La mia collega ha detto che lei e quelli che erano con lei si sono sentiti vittoriosi quando sono tornati al loro campo profughi. Anche se hanno trovato solo i resti delle case del campo profughi, e molti nemmeno questi. Ieri l’esercito sionista si è ritirato dalla città di Jabalia , noto per essere il campo profughi degli eroi. La verità è che le parole non possono descrivere la devastazione che ha colpito il campo profughi, e nemmeno gli schermi televisivi saranno in grado di tracciare la portata della catastrofe della sua gente, ma capisco perché si sentono vittoriosi dopo il loro ritorno. Hanno insistito per tornarci perché ha sostituito le città e villaggi da cui furono sfollati con la forza nel 1948 a mano delle bande sioniste di allora. Case alle quali non sono mai potuti tornare, ma almeno ora sono riusciti a tornare al loro campo profughi.

Durante i mesi di questa aggressione sionista, il campo profughi, come altri campi, in particolare (come Al-Shati, Al-Nuseirat, Al-Bureij, Al-Maghazi e Khan Yunis), ha subito un’enorme quantità di distruzioni e uccisioni intenzionali. È noto che due terzi della popolazione della Striscia di Gaza sono rifugiati. La brutale aggressione è stata il pretesto perfetto per il nemico sionista per eliminare anche solo l’idea del diritto al ritorno nella Palestina storica. Ha eliminato deliberatamente i rifugiati purché non ci sia più nessuno che rivendichi il diritto alla propria terra, di cui le bande ebraiche sioniste si impossessarono 76 anni fa per costruire il loro Stato che i regimi coloniali, guidati dalla Gran Bretagna, avevano promesso loro, affinché potessero porre fine ai loro problemi con gli ebrei nei loro paesi e lavarsene le mani del razzismo contro di loro, che arrivò al punto di minacciare politicamente ed economicamente i loro paesi nel XVIII secolo e all’inizio del XIX secolo.

I paesi imperialisti, indipendentemente dalla loro geografia, sostengono l’entità sionista usurpatrice e la sua continua stabilità in Palestina, da un lato per allontanarli da loro, e dall’altro, per evitare l’ira della lobby sionista, che ora controlla l’economia globale e di conseguenza la formulazione delle politiche dei regimi di quei paesi, con in testa gli Stati Uniti d’America.

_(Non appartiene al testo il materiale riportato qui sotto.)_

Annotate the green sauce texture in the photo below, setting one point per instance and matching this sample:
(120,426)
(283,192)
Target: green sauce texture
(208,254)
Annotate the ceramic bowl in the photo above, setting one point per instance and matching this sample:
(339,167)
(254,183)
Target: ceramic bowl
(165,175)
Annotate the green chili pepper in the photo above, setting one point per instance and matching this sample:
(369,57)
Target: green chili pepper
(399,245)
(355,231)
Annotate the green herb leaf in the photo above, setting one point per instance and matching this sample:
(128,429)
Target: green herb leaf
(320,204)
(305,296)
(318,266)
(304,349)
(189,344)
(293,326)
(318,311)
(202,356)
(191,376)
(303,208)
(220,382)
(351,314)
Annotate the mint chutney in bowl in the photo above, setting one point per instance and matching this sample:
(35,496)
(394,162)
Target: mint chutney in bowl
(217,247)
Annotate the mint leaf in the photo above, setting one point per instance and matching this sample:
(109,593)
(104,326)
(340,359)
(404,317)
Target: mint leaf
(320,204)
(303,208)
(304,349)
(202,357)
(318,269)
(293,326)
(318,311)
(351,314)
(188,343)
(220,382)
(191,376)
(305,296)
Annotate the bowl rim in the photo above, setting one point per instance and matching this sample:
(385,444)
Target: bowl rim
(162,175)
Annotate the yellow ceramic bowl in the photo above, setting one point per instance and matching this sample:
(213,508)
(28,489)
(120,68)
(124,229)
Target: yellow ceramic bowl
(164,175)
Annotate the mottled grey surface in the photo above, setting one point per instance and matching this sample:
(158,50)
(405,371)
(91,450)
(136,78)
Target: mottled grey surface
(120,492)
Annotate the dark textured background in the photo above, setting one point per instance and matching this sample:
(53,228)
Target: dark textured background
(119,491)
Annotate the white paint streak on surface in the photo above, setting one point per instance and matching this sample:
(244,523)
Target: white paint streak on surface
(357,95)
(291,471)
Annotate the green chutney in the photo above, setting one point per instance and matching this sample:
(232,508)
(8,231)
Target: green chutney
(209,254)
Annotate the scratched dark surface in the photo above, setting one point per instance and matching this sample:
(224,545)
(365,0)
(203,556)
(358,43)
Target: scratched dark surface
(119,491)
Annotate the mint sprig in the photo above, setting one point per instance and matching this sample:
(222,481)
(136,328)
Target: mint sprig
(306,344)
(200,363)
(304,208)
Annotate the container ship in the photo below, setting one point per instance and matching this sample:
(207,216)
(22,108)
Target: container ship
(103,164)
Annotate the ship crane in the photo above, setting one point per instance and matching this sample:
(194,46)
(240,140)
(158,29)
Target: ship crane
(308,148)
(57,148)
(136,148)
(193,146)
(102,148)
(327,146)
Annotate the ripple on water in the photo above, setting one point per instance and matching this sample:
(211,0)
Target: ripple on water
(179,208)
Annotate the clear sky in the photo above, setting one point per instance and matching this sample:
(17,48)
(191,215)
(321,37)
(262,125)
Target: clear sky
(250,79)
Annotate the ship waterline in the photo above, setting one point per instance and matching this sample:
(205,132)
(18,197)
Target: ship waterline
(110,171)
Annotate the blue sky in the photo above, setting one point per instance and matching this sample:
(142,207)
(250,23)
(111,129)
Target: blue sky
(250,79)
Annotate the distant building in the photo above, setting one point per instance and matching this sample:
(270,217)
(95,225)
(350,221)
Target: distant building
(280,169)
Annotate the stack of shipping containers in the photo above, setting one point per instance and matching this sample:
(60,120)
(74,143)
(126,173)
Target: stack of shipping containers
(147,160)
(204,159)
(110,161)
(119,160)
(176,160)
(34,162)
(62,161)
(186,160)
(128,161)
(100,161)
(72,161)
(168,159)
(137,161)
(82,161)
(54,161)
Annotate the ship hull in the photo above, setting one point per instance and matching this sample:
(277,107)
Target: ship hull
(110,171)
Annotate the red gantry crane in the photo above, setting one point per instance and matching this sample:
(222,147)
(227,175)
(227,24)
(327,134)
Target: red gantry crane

La vittoria temporanea percepita dalla gente del campo è stata anche che l’esercito sionista, nonostante i crimini brutali commessi a Jabalia e nel suo campo, così come a Beit Lahia, ancora una volta non è stato in grado di ottenere ciò che voleva, e ha registrato un miserabile risultato fallimentare, sia in termini di perdite umane e materiali, sia nel fatto di non aver raggiunto i suoi prigionieri, e neanche la vendetta contro i leader della resistenza che si aspettava di raggiungere, e tutto ciò che ha ottenuto é soltanto alcuni corpi degli ostaggi.

La continuazione da parte del governo di guerra della sua feroce aggressione contro la Striscia di Gaza, la continua incursione a Rafah e la sua incapacità di accettare i termini dell’accordo di cessate il fuoco, significa che non otterrà gli ostaggi tranne come cadaveri, poiché l’esercito sionista è l’unico che sta uccidendo questi ostaggi, cosa che metterà il governo nel dilemma del confronto interno ed esterno. Inoltre, il magro cambiamento nella posizione dei paesi coloniali che sostengono l’entità sionista, non aiuta a costringere l’entità sionista ad accettare alcun accordo, e quindi le persone nella Striscia di Gaza si sono preparate a tutte le possibilità di un’escalation dell’ aggressione, il che significa che saranno esposte a ulteriori uccisioni, distruzioni e alla crudeltà dello sfollamento forzato, della deportazione e della fame, e sanno inoltre che la loro pazienza non durerà certamente per sempre e le città della Striscia di Gaza, i suoi villaggi e i suoi campi profughi non scompariranno. Piuttosto, rimarranno saldi finché questa odiosa aggressione non avrà fine.